The current size of the television industry is estimated at Rs 226 billion, with a projected figure of Rs 600 billion by 2012. The growth rate in 2007 over last year is 18 per cent, while the CAGR is estimated at 22 per cent from 2008-12. With digitalisation of distribution networks through increase in DTH subscribers, the television industry is changing shape. According to the FICCI-PWC report, CAS, which was made mandatory from January 1, 2007, saw a lukewarm response during the year. With the increase in advertising revenues and emergence of alternate revenue streams, the industry is seeing the launch of several new channels, especially in the general entertainment genre.

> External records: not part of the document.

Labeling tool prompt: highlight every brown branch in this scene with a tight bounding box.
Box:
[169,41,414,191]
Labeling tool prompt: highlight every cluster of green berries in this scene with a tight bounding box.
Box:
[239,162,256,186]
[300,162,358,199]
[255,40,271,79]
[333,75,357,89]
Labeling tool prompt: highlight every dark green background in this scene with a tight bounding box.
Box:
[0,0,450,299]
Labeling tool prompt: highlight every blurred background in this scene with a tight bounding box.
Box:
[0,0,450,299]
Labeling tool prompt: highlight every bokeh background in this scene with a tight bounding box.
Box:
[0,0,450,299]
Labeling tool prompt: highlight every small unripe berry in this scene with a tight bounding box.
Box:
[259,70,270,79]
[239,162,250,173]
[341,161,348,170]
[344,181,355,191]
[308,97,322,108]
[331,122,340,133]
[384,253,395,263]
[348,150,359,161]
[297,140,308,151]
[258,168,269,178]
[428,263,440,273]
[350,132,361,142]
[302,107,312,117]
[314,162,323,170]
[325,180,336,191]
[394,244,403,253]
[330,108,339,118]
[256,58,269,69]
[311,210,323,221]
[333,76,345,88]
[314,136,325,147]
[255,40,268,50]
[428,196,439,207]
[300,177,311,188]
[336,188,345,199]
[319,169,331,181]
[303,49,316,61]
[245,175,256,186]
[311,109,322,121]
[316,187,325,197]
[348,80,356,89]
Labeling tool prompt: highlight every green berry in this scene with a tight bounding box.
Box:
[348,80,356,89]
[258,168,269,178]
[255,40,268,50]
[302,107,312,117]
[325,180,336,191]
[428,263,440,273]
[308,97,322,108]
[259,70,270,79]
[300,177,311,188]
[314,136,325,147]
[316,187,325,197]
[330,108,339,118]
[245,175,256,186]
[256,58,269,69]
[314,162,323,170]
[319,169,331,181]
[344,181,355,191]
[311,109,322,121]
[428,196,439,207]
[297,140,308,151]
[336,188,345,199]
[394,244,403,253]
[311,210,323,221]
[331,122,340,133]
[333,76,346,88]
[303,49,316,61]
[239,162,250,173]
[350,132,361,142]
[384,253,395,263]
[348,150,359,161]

Print media is currently estimated to be a Rs 149 billion industry, which is projected to grow to Rs 281 billion by 2012 with a CAGR of 14 per cent. In 2007, print media grew by 16 per cent over the previous year. The segment has seen the launch of several new magazines in 2007 as a result of favorable FDI policies and growth potential in the high-end niche genres. Newspapers saw an increase in the number of regional publications.

Filmed Entertainment

Film entertainment has seen the emergence of various revenue streams beyond traditional box office. Different platforms like television, mobile, Internet, home video, merchandise, music, re-make rights and several branded entertainment opportunities have changed the face of film entertainment industry. The industry, which grew by 14 per cent in 2007, is currently poised at Rs 96 billion, is projected to reach Rs 176 billion by 2012 with a CAGR of 13 per cent for four years from 2008-12.

Advent of the ‘Studio Model’ is further de-risking the business. The year 2007 saw Hollywood studios such as Sony Pictures, Viacom and Fox show a keen interest in India, while the entry of players like Moser Baer is changing the Indian model for home videos from rental to sell-throughs. Talent is becoming ‘commoditised’, and there was a huge rush in 2007 to lock-in talent for a long-term period.


According to the FICCI-PWC report, radio industry’s current size is Rs 6.2 billion, which grew by 24 per cent in 2007 as compared to 2006. It is projected that by 2012, the segment will become worth Rs 18 billion with a CAGR of 24 per cent. The reach of this medium has increased with over 150 radio channels becoming operational in 2007, and this is only expected to increase with the Phase-III plans having recommended additional 560 radio stations in the next five years. Moreover, TRAI has recommended the Government to allow news on radio and increasing the FDI limit, among other provisions. These recommendations are expected to make radio more favourable with advertisers.

Outlook for the next five years

Globally, the migration to digital formats is accelerating and this trend is likely to emerge in India too. Distribution of entertainment and media content over digital and mobile platforms like online digital streaming, digital movie/TV downloads, video-on-demand, music downloaded from the Internet, music downloaded to wireless phones, online advertising, online video games, wireless video games, and online gaming, is likely to rise significantly in the next five years.

Commenting on the future outlook of the industry, Timmy Kandhari, Executive Director and Leader, TICE (Technology, Infocomm and Entertainment & Media) Practice, PWC in India, said, “Digitalisation is the future for most segments, and companies have to adopt this revolution with appropriate infrastructure, relevant business models, and technology upgradation along with associated costs. The pace of adoption will determine industry dynamics.”

“As digitisation sets in, it will lead to reduction in costs for content and delivery in the long run, shifting the emphasis on quality content,” he added.

The 2008 edition of the FICCI-PWC report has been prepared on the basis of information obtained from key industry players, trade associations, government agencies, trade publications, and other industry sources. The report augurs a bright future for the E&M industry.